Brass will absorb skin oils and such, which means that preparation is
-- absolutely clean - use solvents, detergents, and clean water. Handle
with museum-style cotton gloves, which you should change for fresh ones
at least once during this process.
-- use a solvent based undercoat designed for brass - acrylics will not
bond well with brass, if they bond at all. Bake the undercoat.
-- some people advise sand-blasting before painting, to create a "tooth"
for the paint to adhere to.
-- last time I painted brass, I used a solvent based paint, baked on at
about 120C. But even so, some of the paint flaked off later - I wasn't
careful enough in handling the shell after cleaning, and/or the ordinary
dish-washing detergent I used didn't get the grease and oil off
properly, and/or I didn't use an undercoat. So learn from my mistakes. ;-)
As Wolf said, surface prep is everything in getting paint to stick to
metal. First off, is the caboose bare brass or does it have a clear
lacquer coat to prevent tarnishing? Net rumor has it that any such
lacquer coat should be stripped off. I'd do some checking on that,
look for a Kalmback how-to-do-it book, or google for "brass model
paint". Assuming you do strip a lacquer coat, do a thorough job and get
it all. Then run the model thru the dishwasher. The hot water and
detergent will do a good degreasing job. Remove any non metallic parts
which won't stand water before you do it.
Then try to pickle the metal with a mild acid. Vinegar is strong
enough. It should make the shiny brass go sort of matte finish. Then
give it another trip thru the dishwasher. At this point don't touch the
metal with your fingers, the finger prints will make the paint fail to
Then do a prime coat. Use real automobile primer from the auto parts
store. This stuff is specially made to stick to auto body metal, which
is a little greasy, a little rusty and hasn't had the good surface prep
that you have just done. It has the best stick-to-metal qualities that
money can buy. Choose your color. Red primer makes a red finish coat
cover well, light gray primer makes a yellow finish coat cover better. I
assume you are going to paint the entire caboose one color (the base
color) and then mask off and spray on the second color over the first.
Pick a primer color to go well with your base finish color. Spray the
primer just right, not so wet it runs and drips, but not totally dry
either. You want a hint of wetness in the prime coat right after
spraying. Just a hint, not a drippy runny wet. When spraying, push the
button BEFORE the spray is pointed at the model, wave the paint spray
down the length of the car in an even sweep right off the other end.

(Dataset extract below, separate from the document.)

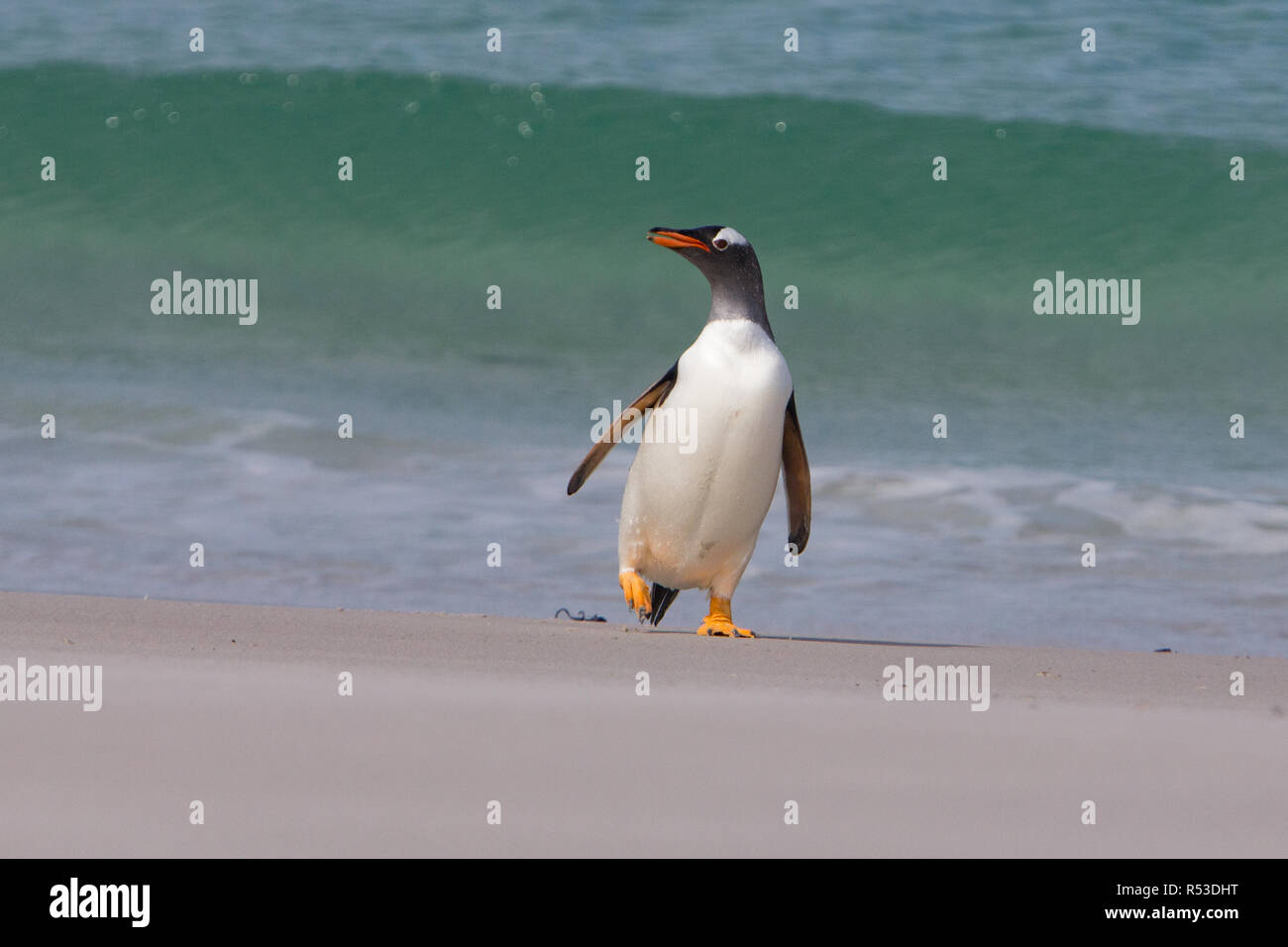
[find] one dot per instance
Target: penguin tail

Don't release the button until the spray has moved clean off the other
end of the car.
Let the primer dry good and hard. At least over night, a couple of
days is better. It dries better on a warm dry sunny day.
Once you have a good prime coat dry, it will paint like just like
plastic, so you can do the finish coats just the way you always do them.
I'm a bit puzzled. You posed the same question three months ago and
received, IMHO, some very good replies. Were any problems encountered
when following those suggestions? If so, could you share them with us?
Learning of any possible mishap might save some of us from falling
into the same trap. Thank you.
This topic could probably start a religious war. But in spite of all the
techniques tried over the years the best, and one favored by almost all
the Pro Painters (a dying breed so it seems) is to clean the Brass
thoroughly in Lacquer Thinner or Acetone followed by a warm soapy
wash/scrub and rinse. Noe of this is new or exciting mind you. The real
magic is in paint selection and curing. I would strongly urge you to
locate some of the old Scalecoat and apply thinned, light coats letting
them set up a bit before putting on a heavier finish coat and then while
still wet bake the painted model for a few hours. Make certain that the
oven doesn't cycle too high obviously but the paint job because
extremely hard and durable. And a nice gloss finish that takes decals well.
I just can't imagine painting Brass with non Lacquer Base paints. Did it
once and experienced a lot of peeling from masking tape (low tack).
Stripped and did the Scalecoat thing and voila... problem solved.
That completely slipped my mind. I received the model from the US just before
University started, and with the workload I haven't actually had a chance to
it yet. I've only just finished exams now, hence the accidental reposting.